Marguerite tendit la main vers la radio. Gérard secoua la tête. Vingt minutes de route. Pas un mot.

À la maison, Léo enleva ses chaussures, passa devant la cuisine et s’enferma dans sa chambre. La porte cliqueta doucement. Simplement fermée.

Marguerite rangea les sacs vides, les plia soigneusement, les enfourna dans la poubelle. Puis elle vit la gamelle.

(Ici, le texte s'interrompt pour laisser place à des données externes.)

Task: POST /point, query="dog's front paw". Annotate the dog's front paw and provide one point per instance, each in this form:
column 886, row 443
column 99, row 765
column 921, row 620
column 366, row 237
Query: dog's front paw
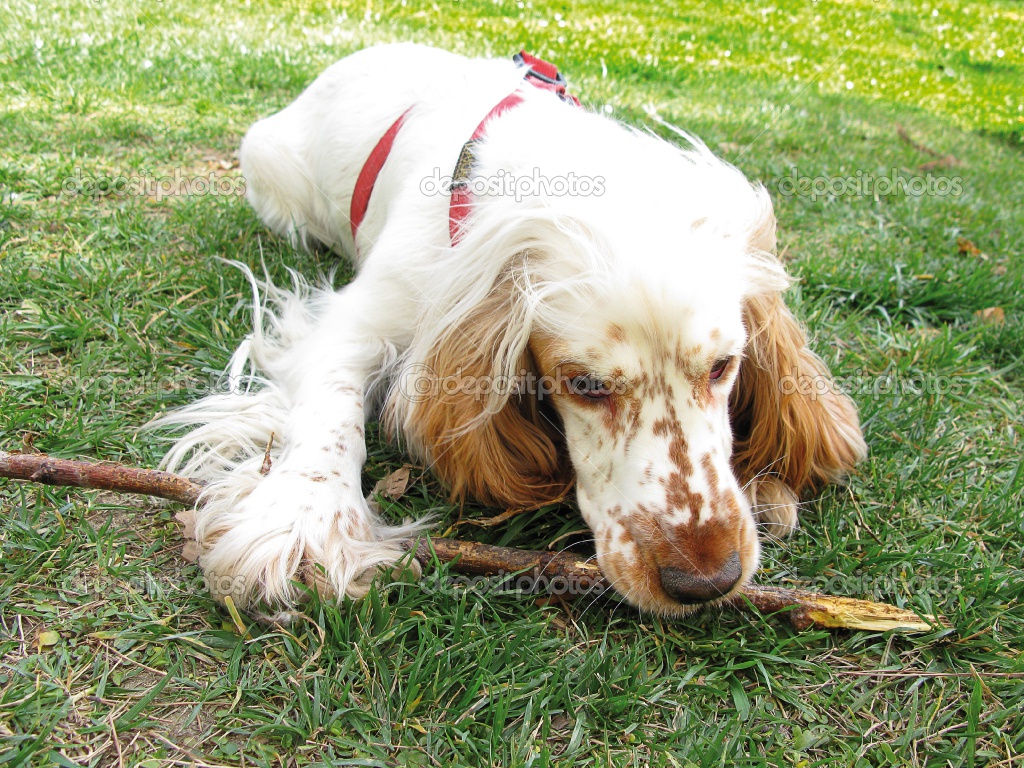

Une gamelle en plastique rouge avec des marques de dents sur le bord. Médor la mâchonnait quand il était petit, avant de comprendre que les gamelles ne servaient pas à ça. Marguerite la prit, la tint dans ses mains. Le plastique était léger et lisse, et les traces de dents rugueuses sous ses doigts. Elle reposa la gamelle par terre.

Le lendemain, on remarqua des bizarreries.

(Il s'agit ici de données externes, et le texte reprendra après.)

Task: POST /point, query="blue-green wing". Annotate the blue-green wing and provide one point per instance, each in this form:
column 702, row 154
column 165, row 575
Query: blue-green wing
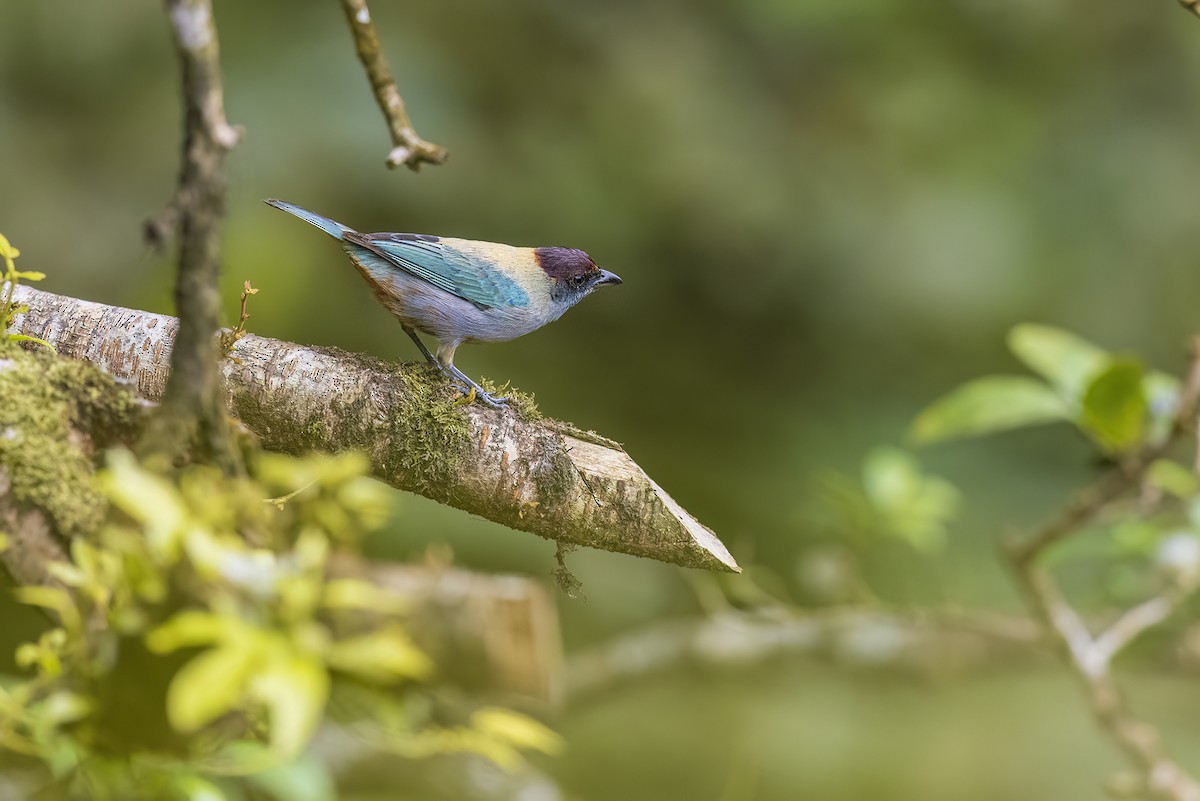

Léo ne demanda pas ce qu’il y avait à dîner. N’alluma pas la télé. Ne sortit pas son cartable de son sac à dos. Il rentra de l’école, se déchaussa, se retira dans sa chambre. Silencieux comme une ombre sur un mur.

Marguerite frappa.

– Léo, tu veux des pâtes ? Au fromage, comme tu aimes.

Derrière la porte, le lit grinça. Et puis rien.

Elle resta devant la porte une demi-minute. Écouta le silence. S’en alla.

Le soir, Gérard dit : il s’habituera. Les enfants oublient vite. Dans une semaine, il courra comme avant. Il dit cela d’un ton sûr, debout dans le couloir, où l’on voyait encore une trace de griffe laissée par Médor le premier mois.

Au cinquième jour, la maîtresse appela. Sa voix était prudente, comme quelqu’un qui marche sur une glace fine.

– Tout va bien chez vous ?

– Oui, bien sûr. Pourquoi ?

– Léo ne répond pas en classe. Plus du tout. Il reste assis, regarde par la fenêtre. Pendant la récré, il se tient seul contre le mur. Les enfants l’approchent, il ne dit rien.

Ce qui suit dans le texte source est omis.